Test d’« Onee Chanbara Origin » sur PlayStation 4. Quel genre de beat ’em all se cache derrière son high-concept ?

Dans Onee Chanbara Origin, une héroïne peu vêtue massacre des hordes de zombies dont l'hémoglobine gicle abondamment.

Test d’Onee Chanbara Origin réalisé sur PlayStation 4 à partir d’une version fournie par l’éditeur.

La collection des jeux Simple 2000 éditée par D3 Publisher fut un véritable laboratoire sur PlayStation 2. Malgré des budgets très limités, leurs jeux se démarquaient par des concepts originaux et des idées de gameplay uniques. Parfois.

La série des Earth Defense Force est probablement la plus connue de cette période. Une autre saga s’est toutefois démarquée et existe encore aujourd’hui : OneeChanbara. Autrefois appelée Zombie Hunters, le beat ’em all de Tamsoft met en scène une héroïne peu vêtue, des hordes de zombies à massacrer et leur hémoglobine giclant abondamment. Que se cache derrière le high-concept prometteur de la série ? Onee Chanbara Origin, dernier opus en date, permet de le découvrir car il reprend l’histoire des deux premiers épisodes.

Test d’Onee Chanbara Origin

Quel genre de beat ’em all est Onee Chanbara Origin ?

Onee Chanbara Origin prend la forme d’un beat ’em all où le joueur se déplace d’arène en arène. On y affronte des zombies par groupe de dix, conférant au titre un côté Musō. Le joueur contrôle deux personnages, Aya et sa sœur Saki. Elles entretiennent une relation compliquée. Les deux personnages ont une large palette de coups et de combos à leur disposition, ainsi qu’une garde et une esquive pour survivre aux assauts. Une légère dimension RPG est aussi présente. Les deux sœurs gagnent de l’expérience après chaque niveau, améliorant leurs statistiques de santé, d’attaque et de défense. Elles peuvent aussi équiper des anneaux aux effets variés.
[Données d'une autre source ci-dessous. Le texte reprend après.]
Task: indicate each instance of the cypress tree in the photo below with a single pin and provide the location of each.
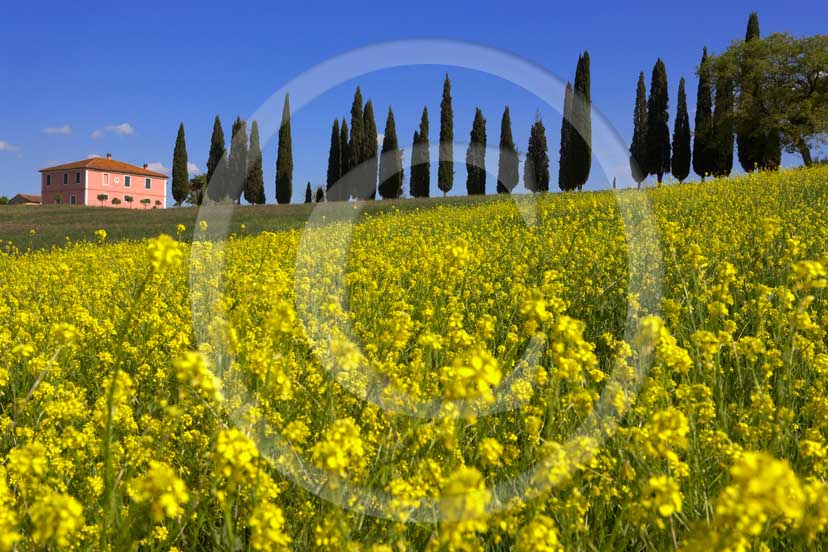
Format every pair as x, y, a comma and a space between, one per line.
420, 160
582, 123
445, 167
703, 149
723, 124
254, 186
284, 158
237, 162
658, 133
638, 147
218, 151
390, 166
369, 186
181, 177
341, 192
334, 158
356, 146
507, 165
536, 167
565, 172
681, 137
476, 156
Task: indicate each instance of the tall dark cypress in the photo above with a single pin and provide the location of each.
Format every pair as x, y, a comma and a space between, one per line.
476, 156
536, 166
284, 158
507, 164
345, 151
703, 148
356, 147
638, 147
254, 187
368, 187
565, 173
181, 176
237, 161
390, 169
681, 137
334, 159
420, 160
445, 168
658, 131
582, 123
723, 124
217, 156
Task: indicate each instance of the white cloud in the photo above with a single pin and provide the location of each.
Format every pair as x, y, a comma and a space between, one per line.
65, 129
5, 146
124, 129
158, 166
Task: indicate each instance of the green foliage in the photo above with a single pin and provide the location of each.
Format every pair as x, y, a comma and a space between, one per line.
681, 137
566, 179
582, 123
445, 167
284, 158
658, 133
237, 162
390, 166
368, 182
254, 184
476, 156
340, 192
420, 160
703, 148
638, 147
217, 156
536, 167
507, 165
781, 88
356, 145
723, 123
334, 158
181, 177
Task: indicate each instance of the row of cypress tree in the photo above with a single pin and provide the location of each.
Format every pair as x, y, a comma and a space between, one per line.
713, 139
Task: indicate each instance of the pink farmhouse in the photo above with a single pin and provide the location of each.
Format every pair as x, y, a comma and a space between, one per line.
99, 180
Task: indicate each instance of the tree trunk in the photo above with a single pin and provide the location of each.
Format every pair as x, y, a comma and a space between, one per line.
805, 152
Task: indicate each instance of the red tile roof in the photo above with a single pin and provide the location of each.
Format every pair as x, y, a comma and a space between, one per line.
104, 164
27, 197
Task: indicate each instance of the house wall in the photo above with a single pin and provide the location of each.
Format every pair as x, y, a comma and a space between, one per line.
94, 182
50, 192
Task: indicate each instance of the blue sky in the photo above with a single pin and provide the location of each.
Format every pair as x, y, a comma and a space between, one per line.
88, 78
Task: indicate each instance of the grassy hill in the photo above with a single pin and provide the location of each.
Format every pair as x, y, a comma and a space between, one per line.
53, 224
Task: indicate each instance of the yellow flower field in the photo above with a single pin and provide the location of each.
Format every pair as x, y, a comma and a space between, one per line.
511, 375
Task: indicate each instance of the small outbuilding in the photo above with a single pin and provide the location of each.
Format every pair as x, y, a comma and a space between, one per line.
25, 199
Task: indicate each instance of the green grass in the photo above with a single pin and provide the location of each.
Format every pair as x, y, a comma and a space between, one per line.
53, 224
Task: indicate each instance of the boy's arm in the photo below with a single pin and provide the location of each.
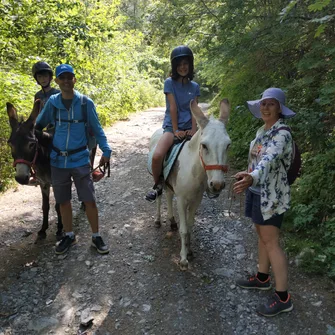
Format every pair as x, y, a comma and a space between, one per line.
44, 117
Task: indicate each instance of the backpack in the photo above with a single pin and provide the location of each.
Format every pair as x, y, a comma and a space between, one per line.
91, 140
294, 170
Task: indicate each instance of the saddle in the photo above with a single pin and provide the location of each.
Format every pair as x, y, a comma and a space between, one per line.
170, 157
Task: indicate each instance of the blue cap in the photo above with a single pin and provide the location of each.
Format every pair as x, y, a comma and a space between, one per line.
64, 68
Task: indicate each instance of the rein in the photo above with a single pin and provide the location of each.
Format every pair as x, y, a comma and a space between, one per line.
102, 169
30, 164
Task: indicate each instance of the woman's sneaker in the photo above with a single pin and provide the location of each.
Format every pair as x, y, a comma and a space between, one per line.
253, 282
153, 194
100, 245
64, 244
275, 306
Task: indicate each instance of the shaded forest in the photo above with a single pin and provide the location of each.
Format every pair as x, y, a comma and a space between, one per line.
120, 51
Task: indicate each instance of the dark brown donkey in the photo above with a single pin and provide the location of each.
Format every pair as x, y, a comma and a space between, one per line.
31, 158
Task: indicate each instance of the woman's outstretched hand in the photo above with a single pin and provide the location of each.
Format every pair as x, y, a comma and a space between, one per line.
244, 180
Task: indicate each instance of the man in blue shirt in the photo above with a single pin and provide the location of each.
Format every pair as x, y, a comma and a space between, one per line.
69, 157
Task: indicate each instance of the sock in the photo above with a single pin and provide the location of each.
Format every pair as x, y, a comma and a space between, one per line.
283, 295
262, 276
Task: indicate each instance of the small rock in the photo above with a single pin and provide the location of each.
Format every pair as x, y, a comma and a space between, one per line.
86, 318
317, 304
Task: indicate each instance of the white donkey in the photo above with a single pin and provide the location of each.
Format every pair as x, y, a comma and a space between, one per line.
201, 165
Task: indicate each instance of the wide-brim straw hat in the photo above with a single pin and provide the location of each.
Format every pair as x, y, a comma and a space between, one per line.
274, 93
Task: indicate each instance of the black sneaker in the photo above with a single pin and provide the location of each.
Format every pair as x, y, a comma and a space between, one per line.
64, 244
254, 283
154, 193
275, 306
99, 244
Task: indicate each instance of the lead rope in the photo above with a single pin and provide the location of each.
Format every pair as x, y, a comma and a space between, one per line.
232, 197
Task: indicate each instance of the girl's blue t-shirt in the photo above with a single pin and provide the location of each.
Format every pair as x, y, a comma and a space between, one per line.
183, 94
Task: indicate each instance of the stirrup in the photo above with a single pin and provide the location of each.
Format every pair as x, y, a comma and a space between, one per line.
154, 193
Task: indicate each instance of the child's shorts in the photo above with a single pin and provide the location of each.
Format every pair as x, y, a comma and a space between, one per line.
253, 211
62, 183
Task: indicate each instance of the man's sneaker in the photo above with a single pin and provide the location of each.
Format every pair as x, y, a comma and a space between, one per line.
64, 244
275, 306
97, 175
254, 283
99, 244
33, 182
153, 194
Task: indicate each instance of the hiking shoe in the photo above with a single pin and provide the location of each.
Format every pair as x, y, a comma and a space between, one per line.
33, 182
253, 282
97, 175
154, 193
99, 244
275, 306
64, 244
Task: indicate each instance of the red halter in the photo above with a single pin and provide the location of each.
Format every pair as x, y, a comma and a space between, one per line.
223, 168
30, 164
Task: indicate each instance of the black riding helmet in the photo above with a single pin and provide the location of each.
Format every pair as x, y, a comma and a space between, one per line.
41, 66
177, 55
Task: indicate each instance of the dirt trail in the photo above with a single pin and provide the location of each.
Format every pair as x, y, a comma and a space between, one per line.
138, 288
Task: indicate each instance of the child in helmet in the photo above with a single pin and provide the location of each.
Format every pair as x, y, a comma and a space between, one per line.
43, 74
179, 90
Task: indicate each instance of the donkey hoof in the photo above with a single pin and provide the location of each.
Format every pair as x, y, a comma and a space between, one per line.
183, 265
59, 235
190, 255
82, 206
41, 235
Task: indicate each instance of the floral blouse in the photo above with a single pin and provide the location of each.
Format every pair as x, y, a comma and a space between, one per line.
270, 156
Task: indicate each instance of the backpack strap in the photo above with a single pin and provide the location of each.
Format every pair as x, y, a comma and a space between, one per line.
293, 145
83, 103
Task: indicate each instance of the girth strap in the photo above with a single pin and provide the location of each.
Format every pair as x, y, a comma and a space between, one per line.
69, 152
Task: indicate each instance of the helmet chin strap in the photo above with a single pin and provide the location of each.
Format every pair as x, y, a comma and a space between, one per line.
46, 86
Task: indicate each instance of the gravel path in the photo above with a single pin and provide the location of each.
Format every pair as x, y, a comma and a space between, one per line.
138, 288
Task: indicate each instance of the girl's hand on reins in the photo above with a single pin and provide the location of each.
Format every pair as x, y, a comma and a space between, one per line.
180, 134
104, 160
244, 180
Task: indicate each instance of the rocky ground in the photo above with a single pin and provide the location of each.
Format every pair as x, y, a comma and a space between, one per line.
138, 288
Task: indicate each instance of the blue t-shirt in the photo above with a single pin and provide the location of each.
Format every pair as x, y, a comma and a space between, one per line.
183, 94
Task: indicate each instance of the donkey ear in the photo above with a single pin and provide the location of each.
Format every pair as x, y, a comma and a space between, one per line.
12, 114
200, 117
36, 110
224, 110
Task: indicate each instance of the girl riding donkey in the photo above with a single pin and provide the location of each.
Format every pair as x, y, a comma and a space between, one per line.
179, 90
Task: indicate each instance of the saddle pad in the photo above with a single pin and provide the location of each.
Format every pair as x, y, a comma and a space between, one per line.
169, 160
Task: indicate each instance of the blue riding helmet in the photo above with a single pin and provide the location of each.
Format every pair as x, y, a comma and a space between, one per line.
181, 51
64, 68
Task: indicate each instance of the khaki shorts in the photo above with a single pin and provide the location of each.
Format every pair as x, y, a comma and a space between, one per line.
62, 183
253, 211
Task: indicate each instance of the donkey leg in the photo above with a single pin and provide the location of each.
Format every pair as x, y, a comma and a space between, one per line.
158, 222
182, 208
169, 198
59, 233
45, 189
190, 222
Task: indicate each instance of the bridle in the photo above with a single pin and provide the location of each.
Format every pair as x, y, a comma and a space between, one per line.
223, 168
30, 164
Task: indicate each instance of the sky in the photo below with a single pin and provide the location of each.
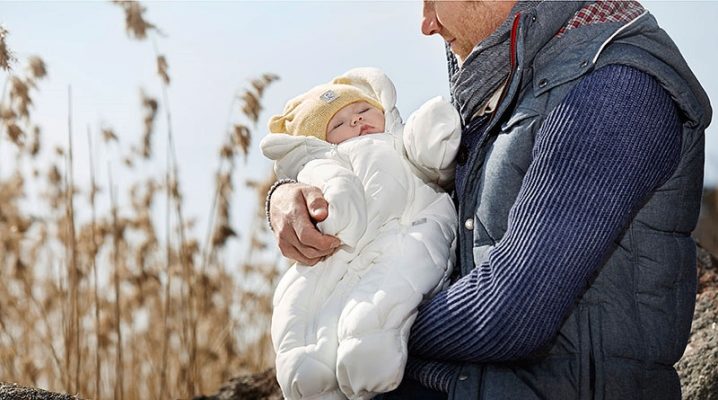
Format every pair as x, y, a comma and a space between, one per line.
215, 48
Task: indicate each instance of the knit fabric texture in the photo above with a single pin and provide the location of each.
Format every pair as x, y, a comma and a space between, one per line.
597, 156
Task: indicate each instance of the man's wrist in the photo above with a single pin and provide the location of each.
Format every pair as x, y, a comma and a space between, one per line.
271, 190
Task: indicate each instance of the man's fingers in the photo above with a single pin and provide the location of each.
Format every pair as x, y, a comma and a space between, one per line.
316, 204
291, 252
297, 244
316, 242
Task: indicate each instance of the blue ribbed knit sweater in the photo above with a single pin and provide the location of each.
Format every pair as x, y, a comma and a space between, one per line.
613, 140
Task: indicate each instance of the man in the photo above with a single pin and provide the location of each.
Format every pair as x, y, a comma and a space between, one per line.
577, 186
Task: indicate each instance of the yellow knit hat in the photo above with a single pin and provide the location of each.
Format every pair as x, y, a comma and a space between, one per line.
309, 114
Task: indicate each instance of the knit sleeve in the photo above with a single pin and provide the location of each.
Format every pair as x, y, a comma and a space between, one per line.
597, 157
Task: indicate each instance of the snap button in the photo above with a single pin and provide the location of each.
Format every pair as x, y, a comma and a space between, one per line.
469, 224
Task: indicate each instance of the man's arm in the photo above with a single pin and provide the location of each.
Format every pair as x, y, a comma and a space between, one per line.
596, 158
294, 208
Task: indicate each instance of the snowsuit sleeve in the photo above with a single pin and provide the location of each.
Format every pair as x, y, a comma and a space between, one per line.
347, 217
431, 140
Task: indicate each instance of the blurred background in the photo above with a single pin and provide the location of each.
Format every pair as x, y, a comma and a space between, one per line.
135, 257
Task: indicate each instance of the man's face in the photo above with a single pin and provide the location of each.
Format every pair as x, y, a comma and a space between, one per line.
463, 24
355, 119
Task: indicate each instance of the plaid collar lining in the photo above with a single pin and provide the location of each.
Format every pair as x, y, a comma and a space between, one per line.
603, 11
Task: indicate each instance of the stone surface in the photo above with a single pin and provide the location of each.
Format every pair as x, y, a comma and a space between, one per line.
698, 368
10, 391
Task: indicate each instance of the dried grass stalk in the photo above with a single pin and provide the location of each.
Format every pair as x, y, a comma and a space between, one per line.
6, 56
135, 22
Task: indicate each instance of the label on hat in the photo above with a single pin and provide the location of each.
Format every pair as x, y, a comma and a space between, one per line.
329, 96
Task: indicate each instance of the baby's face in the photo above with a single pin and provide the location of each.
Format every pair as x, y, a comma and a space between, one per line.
356, 119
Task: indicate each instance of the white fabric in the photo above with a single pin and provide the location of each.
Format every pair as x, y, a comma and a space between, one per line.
340, 328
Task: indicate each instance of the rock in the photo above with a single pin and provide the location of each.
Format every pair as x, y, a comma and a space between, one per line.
698, 368
10, 391
262, 386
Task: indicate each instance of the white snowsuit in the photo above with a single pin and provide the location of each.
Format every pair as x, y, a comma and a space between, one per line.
340, 328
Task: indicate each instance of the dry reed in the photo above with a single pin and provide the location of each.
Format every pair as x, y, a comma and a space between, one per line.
104, 307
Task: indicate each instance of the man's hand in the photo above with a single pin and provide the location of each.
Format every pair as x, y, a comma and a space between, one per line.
294, 209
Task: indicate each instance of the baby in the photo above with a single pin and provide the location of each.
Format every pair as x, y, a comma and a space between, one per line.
340, 328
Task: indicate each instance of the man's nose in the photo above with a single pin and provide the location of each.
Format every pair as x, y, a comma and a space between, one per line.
429, 22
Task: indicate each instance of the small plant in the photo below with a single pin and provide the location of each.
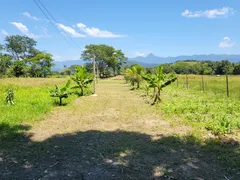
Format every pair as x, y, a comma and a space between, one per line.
158, 80
134, 75
10, 97
82, 78
61, 92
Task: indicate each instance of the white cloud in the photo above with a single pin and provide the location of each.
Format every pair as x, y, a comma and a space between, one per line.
213, 13
70, 31
24, 30
95, 32
4, 33
141, 53
30, 16
226, 42
65, 58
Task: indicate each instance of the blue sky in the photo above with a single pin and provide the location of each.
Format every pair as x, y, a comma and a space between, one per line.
162, 27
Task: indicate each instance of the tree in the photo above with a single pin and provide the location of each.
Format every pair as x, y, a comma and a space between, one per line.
82, 78
107, 58
5, 63
224, 67
236, 69
134, 75
158, 80
61, 92
40, 65
19, 68
20, 47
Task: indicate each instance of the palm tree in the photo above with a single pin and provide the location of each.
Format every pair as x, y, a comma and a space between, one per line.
134, 75
82, 78
61, 92
158, 80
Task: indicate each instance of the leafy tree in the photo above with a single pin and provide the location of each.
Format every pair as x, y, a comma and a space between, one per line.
82, 78
40, 65
19, 68
5, 63
20, 47
9, 99
61, 92
107, 58
134, 75
224, 67
158, 80
236, 69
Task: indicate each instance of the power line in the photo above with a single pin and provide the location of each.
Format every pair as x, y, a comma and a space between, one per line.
51, 21
56, 21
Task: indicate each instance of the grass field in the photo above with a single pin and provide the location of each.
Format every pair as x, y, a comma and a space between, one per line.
116, 135
32, 100
210, 109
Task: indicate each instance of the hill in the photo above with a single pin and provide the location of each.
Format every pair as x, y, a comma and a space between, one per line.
59, 65
151, 59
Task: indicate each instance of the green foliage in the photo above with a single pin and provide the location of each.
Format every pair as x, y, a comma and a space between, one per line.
23, 59
40, 65
61, 92
19, 68
210, 110
10, 97
134, 75
5, 63
158, 80
107, 59
20, 47
82, 78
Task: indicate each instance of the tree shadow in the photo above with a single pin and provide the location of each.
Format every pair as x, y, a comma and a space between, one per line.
117, 155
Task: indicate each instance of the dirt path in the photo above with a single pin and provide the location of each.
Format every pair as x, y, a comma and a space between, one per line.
115, 135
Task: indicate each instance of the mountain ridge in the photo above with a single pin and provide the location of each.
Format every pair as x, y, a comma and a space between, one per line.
153, 59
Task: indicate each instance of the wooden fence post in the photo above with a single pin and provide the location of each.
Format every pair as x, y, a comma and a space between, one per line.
227, 85
177, 81
203, 84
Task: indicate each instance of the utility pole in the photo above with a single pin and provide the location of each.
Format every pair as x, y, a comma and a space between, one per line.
94, 72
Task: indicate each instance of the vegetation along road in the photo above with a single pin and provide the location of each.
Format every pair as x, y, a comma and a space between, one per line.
115, 135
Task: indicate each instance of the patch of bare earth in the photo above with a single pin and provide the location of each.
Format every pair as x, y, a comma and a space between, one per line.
114, 135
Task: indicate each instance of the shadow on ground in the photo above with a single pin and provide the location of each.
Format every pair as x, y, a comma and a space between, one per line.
114, 155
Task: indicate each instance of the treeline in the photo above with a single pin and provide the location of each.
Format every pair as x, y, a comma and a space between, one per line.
203, 67
20, 58
109, 61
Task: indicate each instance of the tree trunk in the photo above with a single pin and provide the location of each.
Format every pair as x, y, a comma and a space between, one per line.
81, 91
138, 85
60, 101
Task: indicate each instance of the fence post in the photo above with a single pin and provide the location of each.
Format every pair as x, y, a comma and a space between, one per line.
227, 85
203, 83
177, 81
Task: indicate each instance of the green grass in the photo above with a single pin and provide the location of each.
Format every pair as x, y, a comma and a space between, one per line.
210, 109
32, 100
213, 85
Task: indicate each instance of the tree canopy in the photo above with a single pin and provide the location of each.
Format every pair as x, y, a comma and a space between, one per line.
21, 58
108, 59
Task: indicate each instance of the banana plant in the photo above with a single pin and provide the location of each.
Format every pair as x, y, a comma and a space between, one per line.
61, 92
82, 78
134, 75
10, 97
158, 80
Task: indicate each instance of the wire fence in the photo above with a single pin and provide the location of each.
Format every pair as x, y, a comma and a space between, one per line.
220, 85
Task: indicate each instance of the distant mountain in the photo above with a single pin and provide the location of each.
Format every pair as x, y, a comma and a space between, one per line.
59, 65
151, 59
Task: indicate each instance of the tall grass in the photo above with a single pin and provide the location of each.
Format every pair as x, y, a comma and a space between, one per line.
211, 109
32, 100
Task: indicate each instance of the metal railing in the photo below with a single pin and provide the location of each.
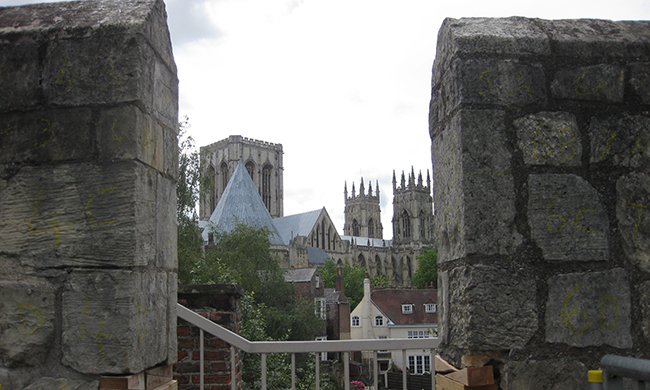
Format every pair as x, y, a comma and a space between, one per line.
616, 368
267, 347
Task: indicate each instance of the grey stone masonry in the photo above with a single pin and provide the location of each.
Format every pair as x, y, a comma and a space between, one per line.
540, 136
88, 170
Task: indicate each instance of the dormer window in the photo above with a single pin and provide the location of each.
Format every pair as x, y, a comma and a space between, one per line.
430, 308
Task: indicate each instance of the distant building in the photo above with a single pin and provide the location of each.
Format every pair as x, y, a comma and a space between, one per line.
397, 313
252, 194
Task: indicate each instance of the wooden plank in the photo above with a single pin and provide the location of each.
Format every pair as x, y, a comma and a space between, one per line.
444, 383
130, 382
473, 376
171, 385
443, 366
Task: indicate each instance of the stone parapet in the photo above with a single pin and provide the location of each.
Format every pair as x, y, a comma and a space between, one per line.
541, 152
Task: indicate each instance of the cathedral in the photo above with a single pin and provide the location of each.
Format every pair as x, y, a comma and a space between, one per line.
246, 177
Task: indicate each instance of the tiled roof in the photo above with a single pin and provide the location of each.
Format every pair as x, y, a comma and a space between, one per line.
299, 275
316, 255
296, 225
389, 301
241, 203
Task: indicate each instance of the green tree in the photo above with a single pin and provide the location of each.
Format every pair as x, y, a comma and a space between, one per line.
427, 271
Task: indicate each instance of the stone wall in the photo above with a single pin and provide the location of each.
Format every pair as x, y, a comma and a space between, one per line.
541, 151
88, 123
222, 305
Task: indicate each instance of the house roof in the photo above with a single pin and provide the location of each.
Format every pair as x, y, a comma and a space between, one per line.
299, 275
389, 301
296, 225
316, 255
241, 203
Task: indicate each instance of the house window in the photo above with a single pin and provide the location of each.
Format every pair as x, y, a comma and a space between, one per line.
419, 364
323, 355
418, 334
321, 309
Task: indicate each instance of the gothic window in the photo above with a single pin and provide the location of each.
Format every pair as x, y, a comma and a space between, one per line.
266, 186
423, 226
250, 167
355, 228
224, 176
213, 193
406, 224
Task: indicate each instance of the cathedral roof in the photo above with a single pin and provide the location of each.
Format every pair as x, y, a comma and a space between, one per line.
296, 225
241, 203
365, 241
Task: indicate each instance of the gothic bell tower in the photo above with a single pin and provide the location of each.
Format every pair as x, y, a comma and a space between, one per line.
412, 210
362, 212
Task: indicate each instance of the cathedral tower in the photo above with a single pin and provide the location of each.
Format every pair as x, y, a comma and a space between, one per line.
263, 161
412, 210
362, 212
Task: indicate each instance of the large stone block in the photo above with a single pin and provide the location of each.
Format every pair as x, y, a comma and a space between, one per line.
549, 138
567, 218
589, 309
640, 80
594, 40
551, 374
600, 83
514, 36
26, 323
620, 141
106, 69
81, 215
490, 308
633, 217
644, 302
474, 187
493, 81
18, 74
48, 383
48, 135
114, 321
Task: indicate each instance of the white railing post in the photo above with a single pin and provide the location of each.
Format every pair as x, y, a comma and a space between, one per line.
293, 371
318, 370
405, 363
376, 370
233, 369
346, 369
201, 358
263, 371
433, 369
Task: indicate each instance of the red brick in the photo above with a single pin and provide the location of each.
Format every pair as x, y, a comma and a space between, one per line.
183, 330
185, 343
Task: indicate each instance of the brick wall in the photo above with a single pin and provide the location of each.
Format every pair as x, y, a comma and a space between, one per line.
221, 304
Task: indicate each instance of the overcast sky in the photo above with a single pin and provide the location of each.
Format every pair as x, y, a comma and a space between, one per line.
343, 85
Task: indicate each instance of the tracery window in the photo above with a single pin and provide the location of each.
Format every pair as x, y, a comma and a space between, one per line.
406, 224
266, 186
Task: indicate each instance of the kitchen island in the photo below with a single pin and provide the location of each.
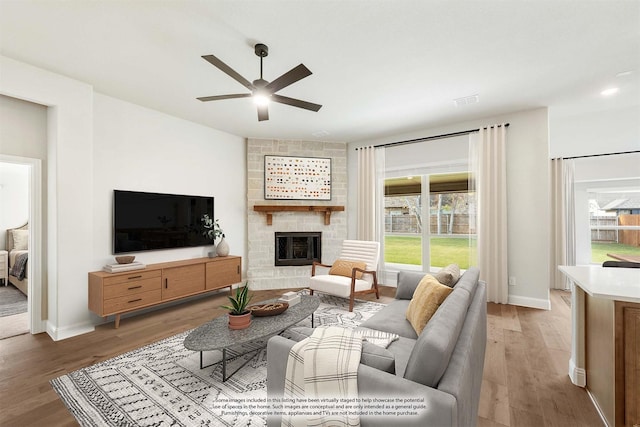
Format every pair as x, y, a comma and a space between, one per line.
605, 347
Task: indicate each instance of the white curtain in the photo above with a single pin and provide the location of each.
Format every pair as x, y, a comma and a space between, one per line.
563, 240
488, 157
366, 221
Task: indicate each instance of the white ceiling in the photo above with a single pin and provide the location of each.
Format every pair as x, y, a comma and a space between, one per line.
379, 67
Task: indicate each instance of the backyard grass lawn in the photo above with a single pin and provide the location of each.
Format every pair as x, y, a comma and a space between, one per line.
599, 251
444, 250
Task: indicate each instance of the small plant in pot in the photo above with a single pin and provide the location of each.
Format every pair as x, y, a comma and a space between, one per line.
239, 316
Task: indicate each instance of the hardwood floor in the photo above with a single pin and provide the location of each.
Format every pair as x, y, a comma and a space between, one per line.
525, 375
525, 380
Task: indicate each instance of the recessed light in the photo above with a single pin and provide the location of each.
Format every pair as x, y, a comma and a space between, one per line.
610, 91
320, 133
624, 73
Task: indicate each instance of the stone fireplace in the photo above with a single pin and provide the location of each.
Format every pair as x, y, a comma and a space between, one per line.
297, 248
262, 273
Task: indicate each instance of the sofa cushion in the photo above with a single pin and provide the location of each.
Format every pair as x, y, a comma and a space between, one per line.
430, 356
344, 267
371, 355
426, 300
391, 318
448, 275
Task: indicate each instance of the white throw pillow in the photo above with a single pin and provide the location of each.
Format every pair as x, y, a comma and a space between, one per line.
20, 239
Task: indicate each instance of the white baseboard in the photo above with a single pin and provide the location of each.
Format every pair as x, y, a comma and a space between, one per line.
542, 304
58, 334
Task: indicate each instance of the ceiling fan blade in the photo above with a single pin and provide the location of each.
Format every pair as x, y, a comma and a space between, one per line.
295, 102
228, 70
290, 77
218, 97
263, 113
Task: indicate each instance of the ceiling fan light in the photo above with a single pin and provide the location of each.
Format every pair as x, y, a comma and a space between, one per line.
261, 99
Beaucoup de mécaniques du jeu tournent autour du sang. Les armes des protagonistes en sont progressivement tachées, ce qui réduit la puissance des attaques. Il faut donc les nettoyer de temps en temps d’une simple pression. Mais il faut le faire au bon moment pour ne pas briser son combo. De plus, Aya et Saki possèdent toutes deux une transformation. Elle s’enclenche quand elles sont suffisamment couvertes de sang. Cela augmente grandement leur force et leur vitesse au détriment de leur défense.

Onee Chanbara Origin est-il suffisamment riche ?

S’il y a un endroit où le sang et le gore brillent, c’est dans la mise en scène. L’hémoglobine coule à flot, les ennemis sont tranchés en deux… Les autres effets de style, comme les ralentis en cas d’esquive réussie, permettent d’avoir des affrontements particulièrement dynamiques et jouissifs manette en main. Mais l’action est parfois confuse.

Le jeu est découpé en missions dans une campagne principale de cinq heures environ en difficulté normale. Ces missions peuvent être relancées dans des difficultés supérieures, afin de chercher le meilleur temps ou score. Un mode survie peut aussi être déverrouillé après avoir terminé l’histoire. Enfin, les collectionneurs peuvent profiter de défis annexes à remplir durant les niveaux. Ces défis permettent d’obtenir des bonus allant d’illustrations dans la galerie à de nouvelles musiques à écouter durant les combats.

Onee Chanbara Origin cache un jeu solide derrière son concept tapageur. Les combats fonctionnent bien grâce aux différentes idées de gameplay, et le contenu est généreux pour les joueurs qui aiment le défi. Néanmoins, le principal intérêt du jeu reste son style. Onee Chanbara Origin donne parfois l’impression « d’en faire trop », mais il offre un vrai spectacle grisant, et sanglant.

Plus loin | Lire aussi le test de Taikenban

Captures d’écran © D3 Publisher

Notre avis | 6

Quelques séries ont marqué l’histoire des Simple 2000 de D3 Publisher. On pense évidemment à Earth Defense Force, mais la collection s’illustre aussi avec Onee Chanbara. Ce nouvel épisode, justement appelé Onee Chanbara Origin, permet de découvrir la saga. Il reprend effectivement l’histoire des deux premiers épisodes. Mais derrière son concept fou, mettant en scène deux sœurs que tout oppose, une horde de zombies et des hectolitres d’hémoglobine, se cachent de solides mécaniques de beat ’em all. Le titre n’est pas particulièrement long hélas, car il ne dure que cinq heures environ. Mais on peut au moins y revenir pour remplir des objectifs annexes.